Let’s have an ntfs-3g ‘setuid root’:

    # chmod 4755 /bin/ntfs-3g

Now plug your external hard drive back in. If you still have permissions’ problems, you have to check the device filesystem.

Below you can see permissions of an external hard drive with an NTFS filesystem (/dev/sdb*) and those of an usb pendrive with a FAT32 filesystem (/dev/sdc*). My user belongs to the “plugdev” group, and can thus mount the pendrive with no problems. The external hard drive mounted fine when it was a FAT32 filesystem; maybe udev used a different rule and gave it the ‘plugdev’ group?
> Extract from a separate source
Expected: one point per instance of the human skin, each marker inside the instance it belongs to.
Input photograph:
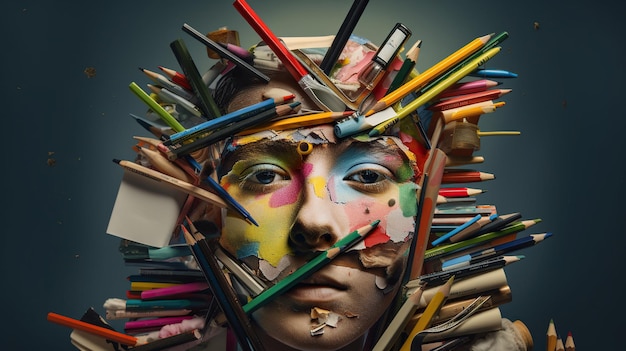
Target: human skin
(303, 203)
    brw-rw---- 1 root disk 8, 16 2009-05-16 14:06 /dev/sdb
    brw-rw---- 1 root disk 8, 17 2009-05-16 14:06 /dev/sdb1
    brw-rw---- 1 root plugdev 8, 32 2009-05-16 14:08 /dev/sdc
    brw-rw---- 1 root plugdev 8, 33 2009-05-16 14:08 /dev/sdc1

Let’s change udev rules to do our selfish needs (we want to have /dev/sdb* in the plugdev group). With the help of the guide at:

We search in sysfs:

    # find /sys -name sdb

… here we have /sys/block/sdb. That’s the parameter to feed to the _obvious_ command

    # udevadm info --path=/sys/class/block/sdb --attribute-walk|less

Now we can search the device whose group we want to change, and will build rules such as:

    ATTRS{vendor}=="VENDOR" ATTRS{model}=="MODEL" GROUP="plugdev"

… and we will put this rule in a file under /etc/udev/rules.d/. For example, in /etc/udev/rules.d/90-local.rules. Note that the _last_ rules override the previous ones: that’s why this file begins with “90”.

With a kernel supporting inotify you won’t have to restart udev, so you can repeat the usual “unplug-plug back” mantra.

If you still have problems with permissions, check /etc/fstab: if you have a rule about this device, you have to make a proper directory where the drive will be mounted and change its permissions.